Did you test these on fireformed cases? I trashed some ADG cases and thought I was good. Loaded the same load and was way to hot and had to back it down a bit. Case capacity matters, especially with belted mags. What you think is good, may be too much when fireformed.
 
This is almost always a sign of over pressure. The poor group sizes points there too. Adg is known to not show pressure signs at absurd rates of over pressure. The old load up in increments until you reach pressure signs is dangerous with adg brass. Your only way to do this correctly is with a reloading software.
 
So, for those who commented on my Bone Head Mistake thread, I did not use the blended H1000/H4831SC for what I'm about to say!😁

Doing load development on a factory Christensen Ridgeline, after following factory break in procedure using factory Hornady 180gr Superformance ammo. I loaded up some 210gr Bergers in new ADG brass, Federal 215 LRM primers, .040" off lands, .002" neck tension, and a new 1lb can of H1000. Berger book says max load 75.5 at 2804fps, I know it's not always gonna match but it's a good average expectation.

Shooting conditions: Temperature 60⁰F, Humidity 25%, Elevation ~500', Wind 8mph WNW.

5 Shot groups, measure speed with Garmin Xerox C1

Charge Avg FPS SD ES
74.7 2894.5 8.0 22.0
74.9 2904.8 6.9 20.4
75.2 2925.1 5.3 14.8
75.5 2928.1 4.6 14.3
75.8 2938.5 17.5 49.4

All shots grouped horrible but there seems to be a decent node at 75.2 and 75.5 but those groups were 1.5"-2" though.

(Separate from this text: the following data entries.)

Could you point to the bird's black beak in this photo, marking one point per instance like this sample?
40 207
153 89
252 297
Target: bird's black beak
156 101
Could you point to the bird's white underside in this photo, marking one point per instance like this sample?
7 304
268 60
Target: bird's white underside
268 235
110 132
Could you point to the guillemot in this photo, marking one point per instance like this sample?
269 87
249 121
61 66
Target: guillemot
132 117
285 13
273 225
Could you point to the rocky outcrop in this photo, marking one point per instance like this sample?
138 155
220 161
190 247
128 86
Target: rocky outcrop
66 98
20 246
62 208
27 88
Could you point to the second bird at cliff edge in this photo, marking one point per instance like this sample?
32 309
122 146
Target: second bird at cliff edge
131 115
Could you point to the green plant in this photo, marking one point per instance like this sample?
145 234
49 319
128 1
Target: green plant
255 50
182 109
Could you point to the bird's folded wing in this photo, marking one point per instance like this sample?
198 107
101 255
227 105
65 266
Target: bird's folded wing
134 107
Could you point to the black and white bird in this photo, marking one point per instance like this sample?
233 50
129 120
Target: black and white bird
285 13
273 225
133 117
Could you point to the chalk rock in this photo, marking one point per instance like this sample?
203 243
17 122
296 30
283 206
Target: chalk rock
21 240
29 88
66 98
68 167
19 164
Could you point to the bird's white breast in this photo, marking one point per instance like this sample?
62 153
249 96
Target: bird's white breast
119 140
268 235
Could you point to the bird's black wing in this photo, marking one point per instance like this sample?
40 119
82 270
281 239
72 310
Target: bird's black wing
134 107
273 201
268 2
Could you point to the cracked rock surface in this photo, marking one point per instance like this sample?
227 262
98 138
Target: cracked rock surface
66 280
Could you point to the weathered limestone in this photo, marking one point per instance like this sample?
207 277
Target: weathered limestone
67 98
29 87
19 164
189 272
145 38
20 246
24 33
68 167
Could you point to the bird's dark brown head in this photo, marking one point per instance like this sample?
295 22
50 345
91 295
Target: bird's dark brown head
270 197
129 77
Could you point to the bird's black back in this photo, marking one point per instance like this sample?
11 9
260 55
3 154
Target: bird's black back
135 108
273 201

First I'm curious as to why my results are so much faster than book? Never had any signs of pressure but maybe a slightly sticky bolt on the 75.8 group. Was hard to tell as the action on this Christensen is a little tight naturally after a fired round. Second can I wrangle this load in by adjusting seating depth?

I know all rifles are different but I have a Bergara 300wm that loves this recipe so I used it as a starting point. With that rifle, doing seating depth tests, the worst groups were around .80"-1.0" and when I finally settled on .040" off the lands I could get .50"-.60" groups as long as I did my part with 75.8gr of H1000.
There is NO reason at all to think that a data book powder weight will give you the velocity in your rifle that is listed in that data book. You have no idea what the chamber size was in that test rifle. And if you are asking this question, I would guess you don't know the chamber size in your rifle either. Barrel friction is another big variable. The humidity of the powder when it was loaded is another variable. The one thing you CAN get from the data book is that the max velocity listed is close to max pressure when you adjust for differences in barrel length. So if 2804 fps was a MAX load, then your load is probably way over max pressure as you can see from your velocity.